How do organic gold compounds and organic halogen molecules interact? Comparison with hydrogen bonds

Abstract

An Au⋯X interaction has been predicted in the complexes between the organic gold compound RAu (R = CH₃, C₂H₃, and C₂H) and the organic halogen compound R′X (R′ = CH₃, C₂H, C₂H₃, and CF₃; X = Cl, Br, and I) using quantum chemical calculations. Upon the basis of the anisotropic distribution of molecular electrostatic potentials on the Au and X atoms, two types of structures, represented as GB and XB, respectively, were obtained. In the GB structure, the Au atom acts as a Lewis acid and X is a Lewis base, but reversed roles are found for Au and X in XB. Interestingly, the former structure is far more stable than the latter one.
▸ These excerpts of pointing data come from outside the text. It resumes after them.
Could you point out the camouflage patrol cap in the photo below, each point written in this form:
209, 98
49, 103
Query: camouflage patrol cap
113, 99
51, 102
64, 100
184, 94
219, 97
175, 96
Their difference in stability can be regulated by the substitution and hybridization effects, similarly to those in hydrogen bonds. The partially covalent-interaction nature of GBs was characterized with the large charge transfer and the negative energy density as well as the high interaction energy. GB interaction is dominated by electrostatic and polarization energies, whereas electrostatic and dispersion energies are responsible for the stability of most XB complexes. This is an interesting finding that both patterns of interactions are different in nature even though the two monomers are only different in the spatial orientation for both interactions.